Vedānta Deśika · Śrī Jayatīrtha · Śrī Puruṣottama
The harsh-sounding labels are read as a causal diagnosis rather than a sentence. 'Lowest of men' names a person whose knowledge has been stripped by maya so that they cannot even tell the path from the pit, and whose evil deeds keep deepening that delusion. The terms describe one condition from several sides, a knot of wrongdoing and lost discrimination that feeds on itself, not a class of souls fixed forever below others.
Madhusūdana Sarasvatī · Śrī Nīlakaṇṭha · Śrīdhara Svāmī · Śrī Ānandagiri
Read this way, the verse is a warning meant to be heard, not a wall. Several commentators stress that the demonic disposition is often contracted through evil company, and that refuge becomes possible precisely when that company and that conduct are cast off; the diagnosis points toward the cure. The point is not to despise such a person but to recognize, even in oneself, the grip of possessiveness and craving that begins the chain, and to turn the heart back toward the Lord before it hardens.

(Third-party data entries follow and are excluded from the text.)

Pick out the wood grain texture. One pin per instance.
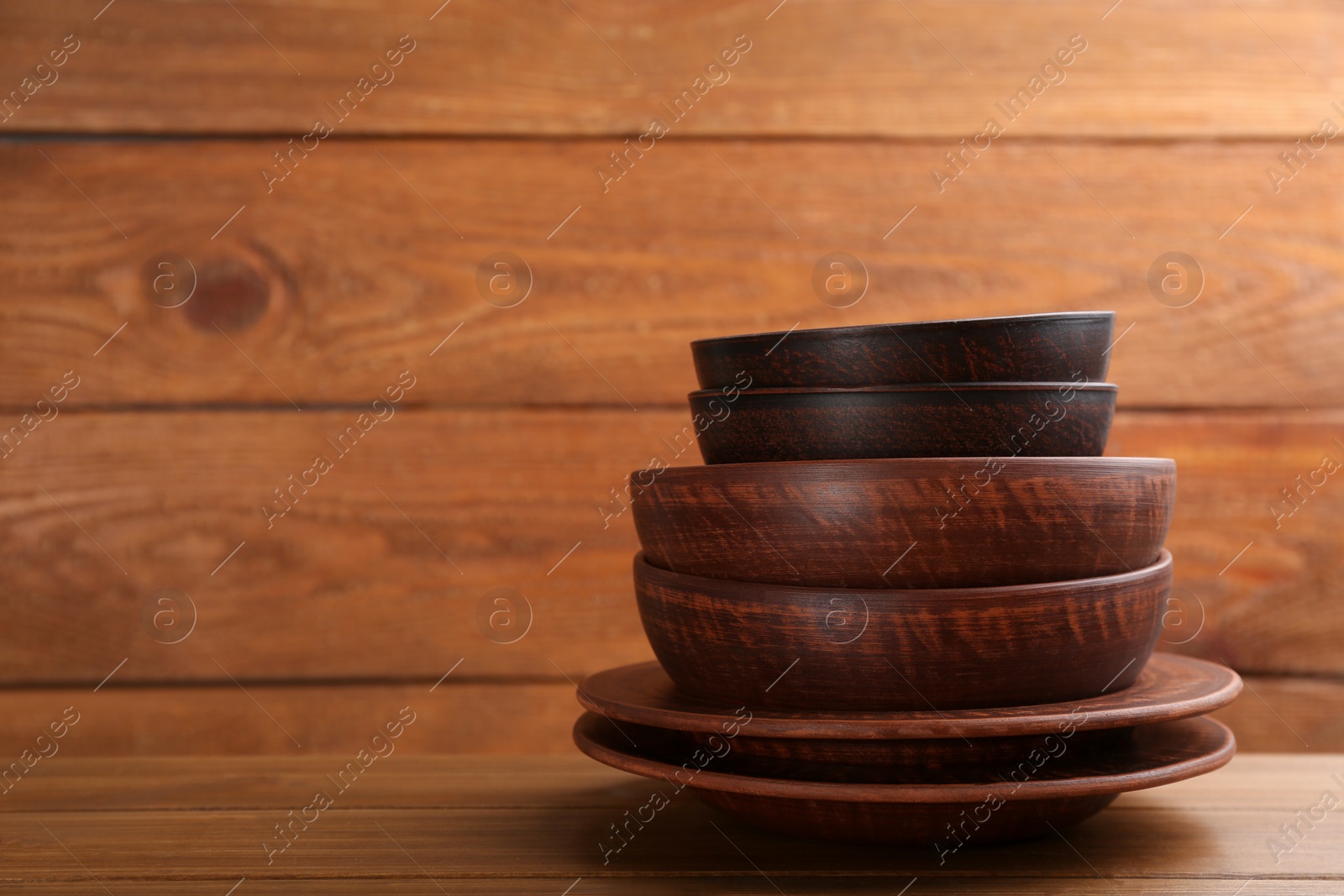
(1256, 579)
(1198, 832)
(678, 250)
(1273, 714)
(344, 586)
(286, 720)
(1149, 70)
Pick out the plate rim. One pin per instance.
(932, 793)
(1100, 712)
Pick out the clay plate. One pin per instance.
(1171, 687)
(774, 647)
(1026, 348)
(942, 815)
(916, 523)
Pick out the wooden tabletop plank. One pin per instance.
(1261, 782)
(333, 291)
(1160, 835)
(1149, 69)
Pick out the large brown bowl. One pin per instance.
(916, 523)
(1021, 348)
(790, 647)
(932, 815)
(952, 419)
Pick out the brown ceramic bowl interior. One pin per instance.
(952, 419)
(1019, 348)
(914, 523)
(795, 647)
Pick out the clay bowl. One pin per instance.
(981, 809)
(953, 419)
(917, 523)
(795, 647)
(1021, 348)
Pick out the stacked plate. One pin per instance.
(906, 600)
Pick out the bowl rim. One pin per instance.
(837, 469)
(988, 385)
(934, 793)
(862, 329)
(1058, 587)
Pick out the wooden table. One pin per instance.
(531, 825)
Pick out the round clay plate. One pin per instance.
(992, 808)
(1169, 687)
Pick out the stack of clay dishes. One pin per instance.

Śrī Puruṣottama · Vallabhācārya · Swami Ramsukhdas
Contemplation
The most personal turn in these commentaries is the reminder that a human birth is not a neutral starting point but a given opportunity. One commentator points out that animals stay within their natural limits, while a human being has been given a human body for the very purpose of reaching the Supreme. The warning in this verse, then, is really a mirror. When we cling with possessiveness to what is perishable and crave what we do not have, we set in motion the chain it describes: blocked craving turns to anger, fulfilled craving to greed, and from there to the small betrayals and harshness of ordinary life. The practical counsel is to watch where we are placing weight, on the changing things we want to keep and acquire, or on the One who does not change. We do not have to fight the demonic in some far-off person; we have to notice the first grip of mamata and kamana in ourselves, and gently let the heart turn back toward refuge rather than toward the perishable.